Kernel Density Estimation Comparison

Understanding proportions from KDE (Kernel Density Estimation) plots requires a different approach compared to standard histograms. In a KDE plot, the vertical axis represents data density rather than direct proportions. The area under the curve sums to 1, so to determine the probability of an outcome within a specific range, you compute the area under the curve within that range. However, assessing this area without computational tools can be challenging and prone to inaccuracies.

While KDE plots may not offer the intuitive probability judgments of histograms, they can be valuable in certain instances. For example, when data points are sparse, KDE provides a smooth overview of the data distribution, which might be less apparent in histograms. Histograms, with their discrete jumps, can sometimes give misleading impressions, especially with limited data.

An important aspect of KDE is the bandwidth parameter, which determines the width of the density lumps. This parameter plays a similar role to bin width in histograms. Selecting an appropriate bandwidth is crucial: too narrow may exaggerate the noise in the data, while too broad may obscure meaningful details. Therefore, if the default bandwidth set by your visualization tool seems unsuitable, or for deeper analysis, adjusting this parameter can be crucial to reveal the true nature of the data.

Pie Charts

Pie charts tend to be less common due to their limited use cases. Best practices for them are fairly restrictive in order to make them useful. The main restrictions include:

  • The variable of interest should be configured as relative frequencies to display parts of a whole.

  • Limit slices to 2–5 slices, ensuring that each slice is visibly distinct. If you have many slices or very thin slices, then you’ll have to group them differently.

  • The highest frequency should start at the top of your pie, and then slices should be placed clockwise in order of relative frequency.

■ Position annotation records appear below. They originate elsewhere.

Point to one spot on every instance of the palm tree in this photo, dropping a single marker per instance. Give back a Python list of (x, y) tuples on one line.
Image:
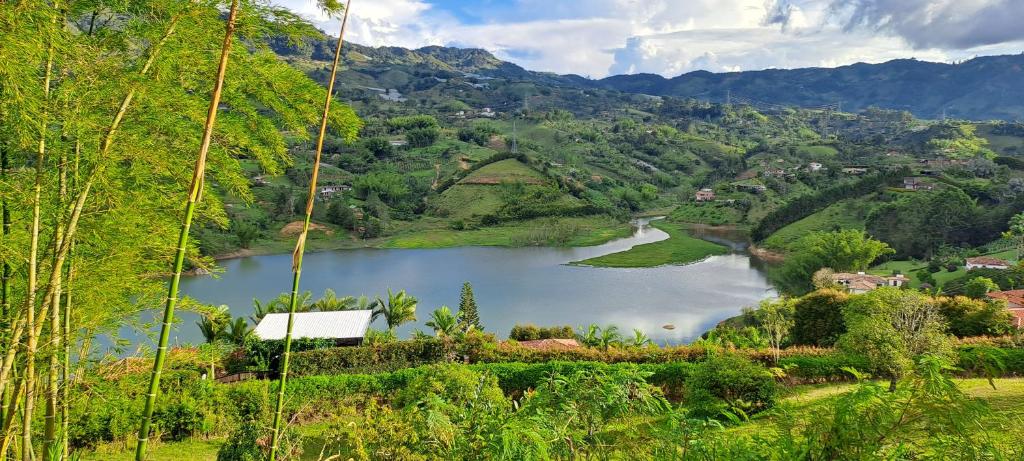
[(640, 339), (238, 331), (609, 337), (591, 337), (329, 6), (443, 322), (194, 195), (331, 302), (399, 308)]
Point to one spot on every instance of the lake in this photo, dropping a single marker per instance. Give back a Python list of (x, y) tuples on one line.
[(512, 285)]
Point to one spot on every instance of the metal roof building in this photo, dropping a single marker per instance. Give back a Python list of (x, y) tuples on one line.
[(345, 327)]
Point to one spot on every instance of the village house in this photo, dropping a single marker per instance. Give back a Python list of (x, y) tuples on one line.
[(916, 183), (986, 262), (1015, 303), (327, 192), (343, 327), (862, 283)]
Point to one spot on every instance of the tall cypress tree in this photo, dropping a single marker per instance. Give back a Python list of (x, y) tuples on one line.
[(468, 315)]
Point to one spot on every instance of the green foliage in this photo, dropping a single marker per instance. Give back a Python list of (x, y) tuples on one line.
[(818, 318), (893, 328), (841, 251), (979, 287), (967, 317), (413, 122), (422, 137), (532, 332), (729, 383), (469, 315)]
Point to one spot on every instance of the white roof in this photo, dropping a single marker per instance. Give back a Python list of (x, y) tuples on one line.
[(334, 325)]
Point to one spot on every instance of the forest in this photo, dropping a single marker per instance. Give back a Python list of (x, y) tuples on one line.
[(143, 141)]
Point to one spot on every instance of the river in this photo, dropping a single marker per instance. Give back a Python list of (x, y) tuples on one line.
[(512, 285)]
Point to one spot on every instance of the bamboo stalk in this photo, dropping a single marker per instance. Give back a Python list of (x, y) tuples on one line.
[(30, 302), (75, 210), (195, 192), (300, 244)]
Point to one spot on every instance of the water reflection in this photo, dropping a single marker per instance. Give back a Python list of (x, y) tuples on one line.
[(512, 285)]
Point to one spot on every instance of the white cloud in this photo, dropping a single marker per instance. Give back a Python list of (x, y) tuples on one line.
[(671, 37)]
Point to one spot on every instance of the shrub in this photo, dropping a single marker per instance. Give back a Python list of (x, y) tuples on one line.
[(251, 443), (531, 332), (729, 383)]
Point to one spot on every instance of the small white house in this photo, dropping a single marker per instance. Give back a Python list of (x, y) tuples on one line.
[(344, 327), (987, 262)]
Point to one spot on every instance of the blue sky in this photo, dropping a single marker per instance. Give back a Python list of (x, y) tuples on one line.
[(597, 38)]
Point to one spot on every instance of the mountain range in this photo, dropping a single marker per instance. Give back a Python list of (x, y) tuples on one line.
[(982, 88)]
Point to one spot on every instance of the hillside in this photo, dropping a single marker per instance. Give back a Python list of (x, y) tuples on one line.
[(982, 88)]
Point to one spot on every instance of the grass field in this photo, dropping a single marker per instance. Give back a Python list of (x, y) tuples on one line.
[(680, 248), (844, 214), (909, 268), (568, 232)]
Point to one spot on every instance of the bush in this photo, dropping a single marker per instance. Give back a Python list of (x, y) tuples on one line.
[(729, 383), (251, 442), (531, 332)]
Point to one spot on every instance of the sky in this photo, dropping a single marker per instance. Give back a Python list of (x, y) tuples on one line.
[(598, 38)]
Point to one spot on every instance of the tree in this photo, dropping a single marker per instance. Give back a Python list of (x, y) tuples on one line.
[(775, 318), (840, 250), (380, 147), (469, 317), (442, 322), (330, 6), (339, 213), (1016, 234), (194, 196), (818, 318), (213, 324), (967, 317), (979, 287), (397, 309), (609, 337), (422, 137), (892, 328), (640, 338)]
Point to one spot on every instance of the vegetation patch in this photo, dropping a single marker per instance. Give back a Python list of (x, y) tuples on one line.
[(679, 248)]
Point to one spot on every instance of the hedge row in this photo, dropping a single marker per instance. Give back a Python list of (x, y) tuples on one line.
[(395, 355)]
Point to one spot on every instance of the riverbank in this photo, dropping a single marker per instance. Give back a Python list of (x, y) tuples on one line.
[(680, 248), (432, 234)]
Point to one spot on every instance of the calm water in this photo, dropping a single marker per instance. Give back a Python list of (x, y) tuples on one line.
[(512, 285)]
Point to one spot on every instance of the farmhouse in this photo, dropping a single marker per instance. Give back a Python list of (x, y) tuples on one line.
[(1015, 303), (986, 262), (916, 183), (862, 283), (706, 195), (344, 327), (327, 192)]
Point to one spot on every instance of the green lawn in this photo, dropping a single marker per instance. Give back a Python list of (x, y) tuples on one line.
[(1006, 401), (844, 214), (909, 268), (568, 232), (680, 248)]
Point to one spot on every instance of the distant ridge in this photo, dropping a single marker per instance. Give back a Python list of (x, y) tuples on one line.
[(982, 88)]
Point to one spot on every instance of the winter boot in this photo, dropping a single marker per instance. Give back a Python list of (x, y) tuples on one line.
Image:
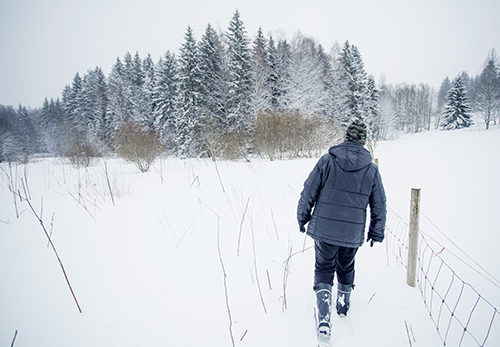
[(343, 298), (324, 300)]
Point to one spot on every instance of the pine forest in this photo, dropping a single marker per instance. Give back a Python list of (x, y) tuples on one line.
[(228, 95)]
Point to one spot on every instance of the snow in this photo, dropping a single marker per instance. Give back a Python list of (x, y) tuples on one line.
[(148, 271)]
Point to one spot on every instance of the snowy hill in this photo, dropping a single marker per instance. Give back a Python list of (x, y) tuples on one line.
[(190, 257)]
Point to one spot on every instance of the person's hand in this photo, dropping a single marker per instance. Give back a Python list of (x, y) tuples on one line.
[(371, 240)]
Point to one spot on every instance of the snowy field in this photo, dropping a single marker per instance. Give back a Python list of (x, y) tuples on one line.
[(193, 254)]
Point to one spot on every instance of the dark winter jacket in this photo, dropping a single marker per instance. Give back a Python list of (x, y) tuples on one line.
[(340, 187)]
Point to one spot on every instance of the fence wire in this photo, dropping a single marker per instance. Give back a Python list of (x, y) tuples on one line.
[(461, 315)]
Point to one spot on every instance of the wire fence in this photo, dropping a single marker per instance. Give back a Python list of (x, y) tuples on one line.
[(461, 315)]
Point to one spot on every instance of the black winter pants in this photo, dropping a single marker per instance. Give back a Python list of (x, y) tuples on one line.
[(330, 258)]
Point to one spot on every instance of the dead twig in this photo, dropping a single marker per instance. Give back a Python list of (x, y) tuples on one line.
[(51, 244), (13, 340), (109, 183), (225, 286), (241, 226), (256, 274)]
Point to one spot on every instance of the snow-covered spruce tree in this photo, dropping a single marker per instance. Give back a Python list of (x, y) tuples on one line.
[(327, 99), (456, 114), (387, 119), (350, 86), (94, 107), (188, 118), (488, 90), (213, 96), (306, 90), (73, 105), (282, 71), (372, 115), (261, 75), (441, 99), (239, 69), (163, 99), (118, 96), (148, 67)]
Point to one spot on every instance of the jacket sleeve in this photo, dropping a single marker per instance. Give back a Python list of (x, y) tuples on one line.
[(310, 193), (378, 210)]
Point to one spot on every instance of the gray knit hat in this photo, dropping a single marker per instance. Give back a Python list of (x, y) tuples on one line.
[(356, 132)]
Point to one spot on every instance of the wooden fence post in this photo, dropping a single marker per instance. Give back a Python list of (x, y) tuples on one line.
[(411, 274)]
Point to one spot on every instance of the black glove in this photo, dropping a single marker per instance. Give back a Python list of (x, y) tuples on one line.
[(371, 240)]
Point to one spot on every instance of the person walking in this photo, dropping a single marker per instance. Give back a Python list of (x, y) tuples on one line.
[(334, 201)]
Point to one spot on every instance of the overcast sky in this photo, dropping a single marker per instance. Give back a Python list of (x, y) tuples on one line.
[(43, 43)]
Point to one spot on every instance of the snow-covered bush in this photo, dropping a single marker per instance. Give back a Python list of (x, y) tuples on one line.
[(138, 145), (281, 135)]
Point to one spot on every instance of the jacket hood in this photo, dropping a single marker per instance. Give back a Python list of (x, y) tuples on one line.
[(351, 156)]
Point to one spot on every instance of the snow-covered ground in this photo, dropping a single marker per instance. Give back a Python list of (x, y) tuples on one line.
[(190, 257)]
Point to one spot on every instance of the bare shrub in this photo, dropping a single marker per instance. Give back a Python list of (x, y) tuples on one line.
[(138, 145), (281, 135), (223, 141), (83, 153)]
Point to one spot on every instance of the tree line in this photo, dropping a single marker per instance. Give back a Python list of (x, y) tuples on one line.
[(226, 95)]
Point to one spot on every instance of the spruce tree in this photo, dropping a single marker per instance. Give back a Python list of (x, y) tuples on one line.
[(488, 90), (163, 99), (239, 66), (118, 96), (351, 92), (261, 75), (188, 120), (456, 114), (211, 64)]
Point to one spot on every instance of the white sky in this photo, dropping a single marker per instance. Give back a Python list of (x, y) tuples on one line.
[(43, 43)]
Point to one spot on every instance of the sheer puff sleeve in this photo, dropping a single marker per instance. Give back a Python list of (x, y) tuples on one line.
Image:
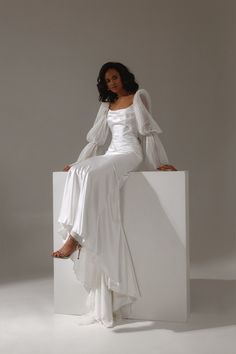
[(153, 150), (96, 136)]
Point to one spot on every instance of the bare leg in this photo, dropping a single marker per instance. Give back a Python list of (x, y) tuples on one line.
[(68, 248)]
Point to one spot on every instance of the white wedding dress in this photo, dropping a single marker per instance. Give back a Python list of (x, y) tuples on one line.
[(90, 211)]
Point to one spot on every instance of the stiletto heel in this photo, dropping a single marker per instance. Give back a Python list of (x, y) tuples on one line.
[(65, 256), (79, 249)]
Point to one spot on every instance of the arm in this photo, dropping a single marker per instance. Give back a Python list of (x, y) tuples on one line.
[(96, 136), (154, 152)]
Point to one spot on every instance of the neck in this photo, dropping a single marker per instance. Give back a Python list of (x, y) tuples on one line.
[(122, 92)]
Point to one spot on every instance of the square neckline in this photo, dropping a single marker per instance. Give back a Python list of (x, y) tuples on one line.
[(119, 109)]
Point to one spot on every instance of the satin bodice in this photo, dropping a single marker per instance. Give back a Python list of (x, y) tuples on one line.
[(123, 126)]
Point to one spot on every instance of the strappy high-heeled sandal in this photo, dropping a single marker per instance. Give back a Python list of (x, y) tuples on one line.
[(66, 256)]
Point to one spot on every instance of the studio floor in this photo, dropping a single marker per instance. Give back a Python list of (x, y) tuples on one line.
[(29, 326)]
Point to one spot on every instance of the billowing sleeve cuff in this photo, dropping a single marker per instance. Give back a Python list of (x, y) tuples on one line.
[(155, 153)]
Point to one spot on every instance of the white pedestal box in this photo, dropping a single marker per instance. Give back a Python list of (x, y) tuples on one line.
[(154, 210)]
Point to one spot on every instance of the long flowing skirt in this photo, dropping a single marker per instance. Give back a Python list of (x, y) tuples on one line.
[(90, 211)]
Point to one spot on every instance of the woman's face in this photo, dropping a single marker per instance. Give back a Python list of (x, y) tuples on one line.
[(113, 81)]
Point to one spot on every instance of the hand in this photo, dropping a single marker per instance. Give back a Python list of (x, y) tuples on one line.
[(166, 168), (66, 168)]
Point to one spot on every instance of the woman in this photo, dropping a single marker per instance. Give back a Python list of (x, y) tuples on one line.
[(90, 212)]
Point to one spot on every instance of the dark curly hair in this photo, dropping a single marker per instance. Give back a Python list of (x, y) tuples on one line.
[(127, 78)]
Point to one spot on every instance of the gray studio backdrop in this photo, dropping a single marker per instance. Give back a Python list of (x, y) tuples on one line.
[(182, 52)]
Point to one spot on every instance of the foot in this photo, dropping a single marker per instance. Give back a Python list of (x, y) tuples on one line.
[(67, 249)]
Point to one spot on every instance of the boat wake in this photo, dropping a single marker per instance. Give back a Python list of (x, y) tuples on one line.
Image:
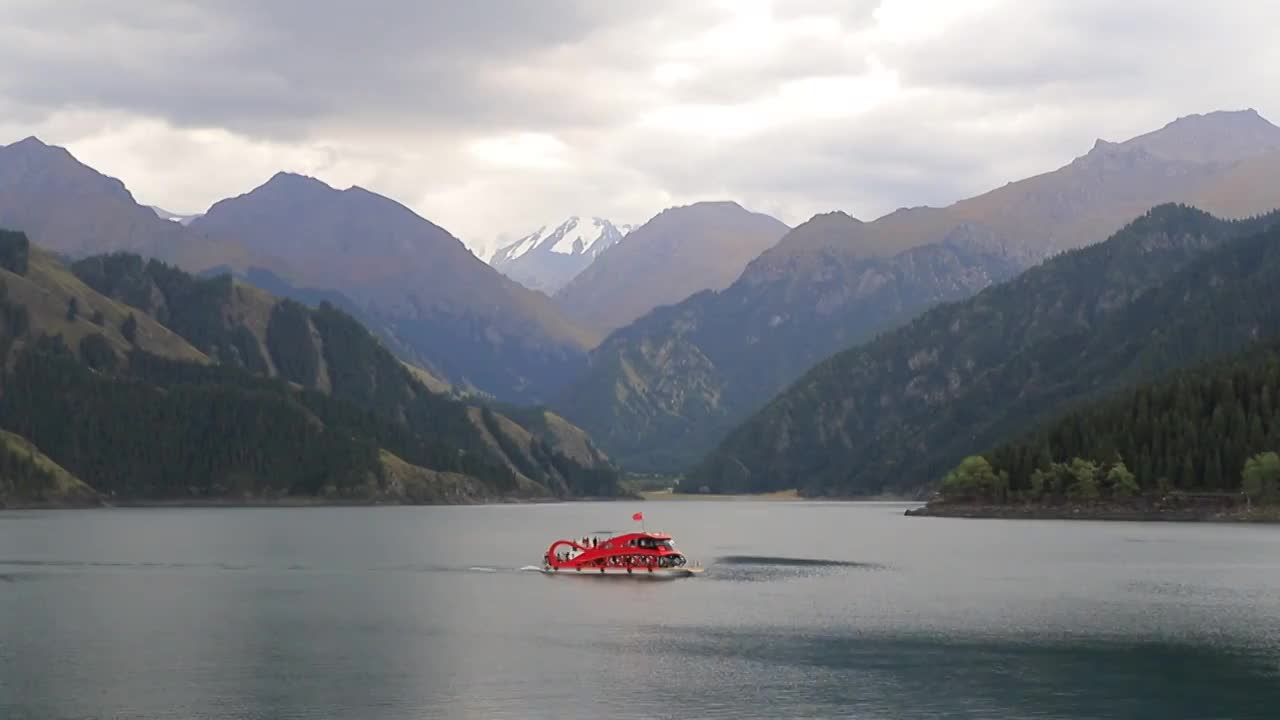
[(794, 561), (762, 568)]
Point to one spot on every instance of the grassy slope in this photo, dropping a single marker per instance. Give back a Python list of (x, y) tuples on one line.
[(65, 487), (49, 286)]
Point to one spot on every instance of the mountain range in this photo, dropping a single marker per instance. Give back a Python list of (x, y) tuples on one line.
[(182, 219), (1173, 288), (144, 382), (456, 315), (828, 346), (412, 282), (663, 391), (680, 251), (551, 256)]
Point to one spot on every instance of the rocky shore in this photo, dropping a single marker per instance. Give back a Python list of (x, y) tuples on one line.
[(1173, 509)]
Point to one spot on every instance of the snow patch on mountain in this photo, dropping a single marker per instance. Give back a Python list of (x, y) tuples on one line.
[(553, 255)]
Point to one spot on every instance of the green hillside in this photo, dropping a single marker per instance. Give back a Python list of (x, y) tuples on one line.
[(278, 400), (1173, 288)]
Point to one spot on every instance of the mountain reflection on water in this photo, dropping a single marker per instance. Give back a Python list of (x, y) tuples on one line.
[(805, 610)]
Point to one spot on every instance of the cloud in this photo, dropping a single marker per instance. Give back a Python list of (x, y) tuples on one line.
[(498, 115)]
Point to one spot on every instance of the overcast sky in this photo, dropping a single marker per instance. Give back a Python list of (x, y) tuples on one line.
[(498, 115)]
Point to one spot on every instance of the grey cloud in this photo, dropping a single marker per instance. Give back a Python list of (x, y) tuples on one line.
[(278, 68), (391, 94)]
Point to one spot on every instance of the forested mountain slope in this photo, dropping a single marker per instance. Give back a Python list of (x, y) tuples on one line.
[(1192, 432), (296, 401), (1174, 287), (663, 391)]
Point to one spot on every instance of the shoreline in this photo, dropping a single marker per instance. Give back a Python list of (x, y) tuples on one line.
[(1100, 513), (293, 502)]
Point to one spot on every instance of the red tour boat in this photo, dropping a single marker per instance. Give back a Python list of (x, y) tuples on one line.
[(645, 555)]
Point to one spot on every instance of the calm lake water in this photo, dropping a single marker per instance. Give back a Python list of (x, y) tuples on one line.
[(406, 613)]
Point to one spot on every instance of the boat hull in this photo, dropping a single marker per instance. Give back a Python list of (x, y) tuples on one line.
[(638, 573)]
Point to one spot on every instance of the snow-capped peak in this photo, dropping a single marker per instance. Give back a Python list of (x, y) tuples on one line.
[(552, 255), (577, 236)]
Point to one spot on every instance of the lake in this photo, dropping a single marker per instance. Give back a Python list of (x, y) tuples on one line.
[(805, 610)]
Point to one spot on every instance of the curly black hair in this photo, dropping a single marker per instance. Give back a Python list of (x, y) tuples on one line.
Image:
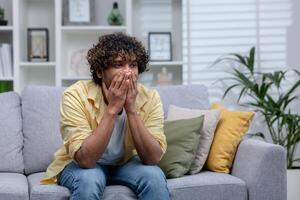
[(109, 47)]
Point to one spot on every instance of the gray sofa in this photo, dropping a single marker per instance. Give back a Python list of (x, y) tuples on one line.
[(29, 135)]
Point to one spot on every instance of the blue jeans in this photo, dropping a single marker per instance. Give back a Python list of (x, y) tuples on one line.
[(148, 182)]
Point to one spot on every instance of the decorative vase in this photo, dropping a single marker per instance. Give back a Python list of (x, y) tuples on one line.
[(3, 22), (293, 183), (115, 17)]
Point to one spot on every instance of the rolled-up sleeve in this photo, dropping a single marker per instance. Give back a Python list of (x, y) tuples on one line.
[(155, 121), (74, 126)]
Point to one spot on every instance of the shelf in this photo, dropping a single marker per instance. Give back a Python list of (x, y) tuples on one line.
[(76, 29), (167, 63), (6, 28), (71, 78), (6, 78), (37, 64)]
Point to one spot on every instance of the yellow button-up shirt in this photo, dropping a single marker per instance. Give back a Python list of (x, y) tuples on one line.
[(81, 109)]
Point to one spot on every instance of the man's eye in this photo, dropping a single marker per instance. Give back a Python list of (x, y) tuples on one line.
[(117, 65), (133, 65)]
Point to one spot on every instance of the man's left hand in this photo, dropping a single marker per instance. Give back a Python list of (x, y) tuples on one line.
[(131, 94)]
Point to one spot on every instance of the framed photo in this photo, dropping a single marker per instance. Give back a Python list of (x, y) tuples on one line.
[(78, 12), (160, 46), (38, 44)]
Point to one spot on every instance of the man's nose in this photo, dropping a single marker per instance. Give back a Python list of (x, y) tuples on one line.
[(127, 67)]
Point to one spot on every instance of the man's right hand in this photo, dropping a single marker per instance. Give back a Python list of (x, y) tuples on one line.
[(116, 93)]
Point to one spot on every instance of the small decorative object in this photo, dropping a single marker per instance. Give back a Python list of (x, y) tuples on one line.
[(79, 63), (164, 77), (38, 44), (79, 12), (115, 17), (3, 22), (160, 46)]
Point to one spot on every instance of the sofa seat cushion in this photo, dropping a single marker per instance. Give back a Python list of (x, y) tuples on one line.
[(38, 191), (205, 185), (208, 185), (13, 186)]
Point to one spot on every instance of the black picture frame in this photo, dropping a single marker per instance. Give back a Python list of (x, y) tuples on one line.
[(38, 44), (160, 46), (66, 13)]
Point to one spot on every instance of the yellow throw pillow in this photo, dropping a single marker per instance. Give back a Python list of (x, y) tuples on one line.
[(231, 128)]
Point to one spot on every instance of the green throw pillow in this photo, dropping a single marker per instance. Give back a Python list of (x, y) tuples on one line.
[(182, 139)]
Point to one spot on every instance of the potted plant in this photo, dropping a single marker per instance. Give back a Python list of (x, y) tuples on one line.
[(264, 93), (2, 20)]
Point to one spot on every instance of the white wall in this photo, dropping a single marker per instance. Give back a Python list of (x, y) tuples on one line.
[(293, 49)]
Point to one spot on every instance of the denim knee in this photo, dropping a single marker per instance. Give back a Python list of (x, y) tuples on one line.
[(153, 181), (84, 183)]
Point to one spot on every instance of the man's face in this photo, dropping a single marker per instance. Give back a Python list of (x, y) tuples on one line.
[(119, 64)]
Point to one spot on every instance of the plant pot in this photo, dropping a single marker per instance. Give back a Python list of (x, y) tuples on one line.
[(293, 183), (3, 22)]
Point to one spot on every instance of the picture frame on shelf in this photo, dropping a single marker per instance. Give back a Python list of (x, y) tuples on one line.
[(38, 44), (78, 12), (160, 46)]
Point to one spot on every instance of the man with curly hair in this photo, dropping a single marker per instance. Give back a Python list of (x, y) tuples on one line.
[(112, 126)]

# Create sorted list of frequencies
sorted_terms = df.Term.value_counts()

# Plot pie chart using sorted frequencies
plt.pie(sorted_terms, labels = sorted_terms.index, startangle = 90, counterclock = False,
        colors=sns.color_palette('Blues_r'))

# Add title to plot
plt.title('Term Frequency (mo)');

Pie chart plotted with Matplotlib

To follow the guidelines in the bullets above, I specify “startangle = 90” and “counterclock = False” to start the first slice at the top of the pie and plot the sorted counts clockwise around the pie.

Conclusion

Univariate data exploration is a crucial first step in understanding your dataset. By using bar charts, histograms, KDE plots, and pie charts, you can visualize the distribution, central tendency, and variability of individual features. These tools help identify patterns, trends, and outliers, providing a solid foundation for deeper analysis.

Bar charts are ideal for categorical data, while histograms and KDE plots offer insights into numerical distributions. Pie charts, though less common, can effectively show parts of a whole when used with a limited number of categories.

Each visualization type serves a distinct purpose, and selecting the right one depends on your data and the insights you seek. This initial exploration sets the stage for more advanced analyses, ensuring a thorough understanding of your data from the outset.